Critics argue that AI corporations are caught between competing incentives. “The true ‘alignment drawback’ is that people need self-destructive issues & corporations like OpenAI are extremely incentivized to provide it to us,” writer and podcaster Jasmine Sun tweeted.

In the long run, probably the most revealing facet of the blind check is probably not which mannequin customers want, however the actual fact that choice itself has change into the metric that issues. Within the age of AI companions, it appears, the center desires what the center desires — even when it will possibly’t all the time clarify why.


Source link
Share This Article
Twitter Email Copy Link Print
Previous Article Intel Warns U.S. Stake Could Spark Market Backlash Intel Warns U.S. Stake Could Spark Market Backlash
Next Article Back View of Male Specialist Using Laptop in Big Data Center Office Vertiv launches one-day installation package for AI data center systems
Leave a comment

Leave a Reply Cancel reply

Your email address will not be published.

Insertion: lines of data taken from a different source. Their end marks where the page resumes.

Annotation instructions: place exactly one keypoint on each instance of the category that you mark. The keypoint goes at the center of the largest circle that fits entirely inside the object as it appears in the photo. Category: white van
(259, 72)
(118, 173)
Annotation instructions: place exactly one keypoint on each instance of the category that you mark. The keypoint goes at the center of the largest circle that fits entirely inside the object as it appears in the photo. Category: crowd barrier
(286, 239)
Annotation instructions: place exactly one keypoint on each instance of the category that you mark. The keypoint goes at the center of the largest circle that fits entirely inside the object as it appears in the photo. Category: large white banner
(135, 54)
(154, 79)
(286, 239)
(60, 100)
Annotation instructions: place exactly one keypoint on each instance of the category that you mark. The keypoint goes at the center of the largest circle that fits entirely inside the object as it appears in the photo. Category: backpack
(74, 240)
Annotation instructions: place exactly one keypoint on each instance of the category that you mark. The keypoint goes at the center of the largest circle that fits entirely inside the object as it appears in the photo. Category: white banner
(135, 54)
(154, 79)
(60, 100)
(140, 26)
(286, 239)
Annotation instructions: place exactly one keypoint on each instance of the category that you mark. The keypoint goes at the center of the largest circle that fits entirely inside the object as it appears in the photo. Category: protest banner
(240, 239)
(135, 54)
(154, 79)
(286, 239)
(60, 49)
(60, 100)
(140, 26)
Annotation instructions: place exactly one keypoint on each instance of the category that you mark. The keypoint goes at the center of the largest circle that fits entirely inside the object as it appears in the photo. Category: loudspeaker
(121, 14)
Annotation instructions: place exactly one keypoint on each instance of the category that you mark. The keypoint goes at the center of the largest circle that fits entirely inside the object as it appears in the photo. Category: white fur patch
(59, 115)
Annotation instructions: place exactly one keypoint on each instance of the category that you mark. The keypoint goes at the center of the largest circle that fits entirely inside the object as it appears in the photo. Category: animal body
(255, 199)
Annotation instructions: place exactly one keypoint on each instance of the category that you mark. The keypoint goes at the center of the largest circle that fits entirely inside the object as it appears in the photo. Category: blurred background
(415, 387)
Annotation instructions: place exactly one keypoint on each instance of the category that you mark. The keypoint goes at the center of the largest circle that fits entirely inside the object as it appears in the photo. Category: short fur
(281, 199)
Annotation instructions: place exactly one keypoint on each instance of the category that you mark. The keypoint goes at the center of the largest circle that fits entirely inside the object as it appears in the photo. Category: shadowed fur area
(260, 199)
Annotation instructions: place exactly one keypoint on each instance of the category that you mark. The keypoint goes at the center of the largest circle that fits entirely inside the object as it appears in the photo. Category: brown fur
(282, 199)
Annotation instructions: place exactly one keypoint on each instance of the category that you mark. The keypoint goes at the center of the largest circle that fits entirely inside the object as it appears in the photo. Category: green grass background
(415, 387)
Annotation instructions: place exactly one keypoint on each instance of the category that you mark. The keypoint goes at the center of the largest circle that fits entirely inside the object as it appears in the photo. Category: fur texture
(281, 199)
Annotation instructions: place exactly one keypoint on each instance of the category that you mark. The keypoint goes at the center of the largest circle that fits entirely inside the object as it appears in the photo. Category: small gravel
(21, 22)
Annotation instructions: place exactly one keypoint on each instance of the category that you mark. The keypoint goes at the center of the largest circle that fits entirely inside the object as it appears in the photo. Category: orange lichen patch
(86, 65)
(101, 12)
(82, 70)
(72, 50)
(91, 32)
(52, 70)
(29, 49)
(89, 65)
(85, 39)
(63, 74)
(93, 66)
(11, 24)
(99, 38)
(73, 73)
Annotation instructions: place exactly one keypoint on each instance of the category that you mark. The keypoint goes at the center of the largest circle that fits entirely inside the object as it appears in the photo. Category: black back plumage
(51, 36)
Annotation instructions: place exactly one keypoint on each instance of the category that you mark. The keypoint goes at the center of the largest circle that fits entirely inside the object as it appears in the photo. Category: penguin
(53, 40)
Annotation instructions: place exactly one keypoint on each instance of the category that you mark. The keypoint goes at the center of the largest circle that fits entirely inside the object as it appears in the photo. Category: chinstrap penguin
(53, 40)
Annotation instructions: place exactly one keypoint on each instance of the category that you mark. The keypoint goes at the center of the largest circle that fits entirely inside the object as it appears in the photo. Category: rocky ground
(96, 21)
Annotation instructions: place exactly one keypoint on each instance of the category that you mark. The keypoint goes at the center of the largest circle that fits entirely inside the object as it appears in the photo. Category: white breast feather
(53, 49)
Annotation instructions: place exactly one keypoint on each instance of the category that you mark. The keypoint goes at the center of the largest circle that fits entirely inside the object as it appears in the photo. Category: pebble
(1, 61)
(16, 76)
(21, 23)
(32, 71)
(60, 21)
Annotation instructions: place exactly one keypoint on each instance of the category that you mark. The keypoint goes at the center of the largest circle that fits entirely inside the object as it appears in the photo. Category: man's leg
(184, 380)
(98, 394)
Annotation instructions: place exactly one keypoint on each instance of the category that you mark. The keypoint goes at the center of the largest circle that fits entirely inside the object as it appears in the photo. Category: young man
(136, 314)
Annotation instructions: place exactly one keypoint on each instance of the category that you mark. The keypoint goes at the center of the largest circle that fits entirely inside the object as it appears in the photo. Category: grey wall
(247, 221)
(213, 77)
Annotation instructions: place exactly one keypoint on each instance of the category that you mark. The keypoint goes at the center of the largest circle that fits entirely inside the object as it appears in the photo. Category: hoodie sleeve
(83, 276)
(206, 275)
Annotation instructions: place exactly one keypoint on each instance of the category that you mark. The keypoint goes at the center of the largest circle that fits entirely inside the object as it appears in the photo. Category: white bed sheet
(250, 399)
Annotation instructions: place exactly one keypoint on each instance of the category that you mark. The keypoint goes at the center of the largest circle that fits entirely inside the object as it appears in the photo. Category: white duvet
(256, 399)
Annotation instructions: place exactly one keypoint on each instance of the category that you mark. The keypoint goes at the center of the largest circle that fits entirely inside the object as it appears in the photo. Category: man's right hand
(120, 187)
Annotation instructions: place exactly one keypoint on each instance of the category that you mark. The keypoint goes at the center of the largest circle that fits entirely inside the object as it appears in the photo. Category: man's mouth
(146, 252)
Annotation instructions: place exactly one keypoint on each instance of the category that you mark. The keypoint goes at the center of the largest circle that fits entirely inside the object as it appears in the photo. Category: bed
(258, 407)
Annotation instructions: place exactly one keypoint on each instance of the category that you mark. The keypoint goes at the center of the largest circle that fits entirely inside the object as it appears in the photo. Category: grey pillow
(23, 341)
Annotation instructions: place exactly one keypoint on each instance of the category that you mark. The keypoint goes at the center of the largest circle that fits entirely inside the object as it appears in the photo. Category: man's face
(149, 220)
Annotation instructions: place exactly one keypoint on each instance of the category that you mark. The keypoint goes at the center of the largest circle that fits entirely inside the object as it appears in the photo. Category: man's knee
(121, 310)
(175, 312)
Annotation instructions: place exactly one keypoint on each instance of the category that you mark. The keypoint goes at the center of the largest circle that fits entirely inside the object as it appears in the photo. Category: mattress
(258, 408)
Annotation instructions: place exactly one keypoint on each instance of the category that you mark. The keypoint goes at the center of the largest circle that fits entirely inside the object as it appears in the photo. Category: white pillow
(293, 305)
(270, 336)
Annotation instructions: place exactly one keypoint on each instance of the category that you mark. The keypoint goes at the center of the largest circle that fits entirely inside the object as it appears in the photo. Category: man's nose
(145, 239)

Required fields are marked *

Your Trusted Source for Accurate and Timely Updates!

Our commitment to accuracy, impartiality, and delivering breaking news as it happens has earned us the trust of a vast audience. Stay ahead with real-time updates on the latest events, trends.
FacebookLike
TwitterFollow
InstagramFollow
YoutubeSubscribe
LinkedInFollow
MediumFollow
- Advertisement -
Ad image

Popular Posts

Stability AI releases most powerful image generation models to date

Stability AI has introduced the discharge of Steady Diffusion 3.5, marking a leap ahead in…

October 22, 2024

Meta’s Transfusion model handles text and images in a single architecture

Be part of our each day and weekly newsletters for the newest updates and unique…

August 31, 2024

Nvidia Unveils Next-Generation Rubin AI Platform for 2026

(Bloomberg) -- Nvidia Company Chief Govt Officer Jensen Huang mentioned the corporate plans to improve…

June 3, 2024

AI21’s Jamba Reasoning 3B Redefines What “Small” Means in LLMs — 250K Context on a Laptop

The most recent addition to the small mannequin wave for enterprises comes from AI21 Labs,…

October 8, 2025

DCPI Market poised for rapid growth amid AI surge

The Knowledge Middle Bodily Infrastructure (DCPI) market is ready for strong progress, with a projected…

August 15, 2025

You Might Also Like

Autonomy without accountability: The real AI risk
AI

Autonomy without accountability: The real AI risk

By saad
The future of personal injury law: AI and legal tech in Philadelphia
AI

The future of personal injury law: AI and legal tech in Philadelphia

By saad
How AI code reviews slash incident risk
AI

How AI code reviews slash incident risk

By saad
From cloud to factory – humanoid robots coming to workplaces
AI

From cloud to factory – humanoid robots coming to workplaces

By saad
Data Center News
Facebook Twitter Youtube Instagram Linkedin

About US

Data Center News: Stay informed on the pulse of data centers. Latest updates, tech trends, and industry insights—all in one place. Elevate your data infrastructure knowledge.

Top Categories
  • Global Market
  • Infrastructure
  • Innovations
  • Investments
Usefull Links
  • Home
  • Contact
  • Privacy Policy
  • Terms & Conditions

© 2024 – datacenternews.tech – All rights reserved

Welcome Back!

Sign in to your account

Lost your password?
We use cookies to ensure that we give you the best experience on our website. If you continue to use this site we will assume that you are happy with it.
You can revoke your consent any time using the Revoke consent button.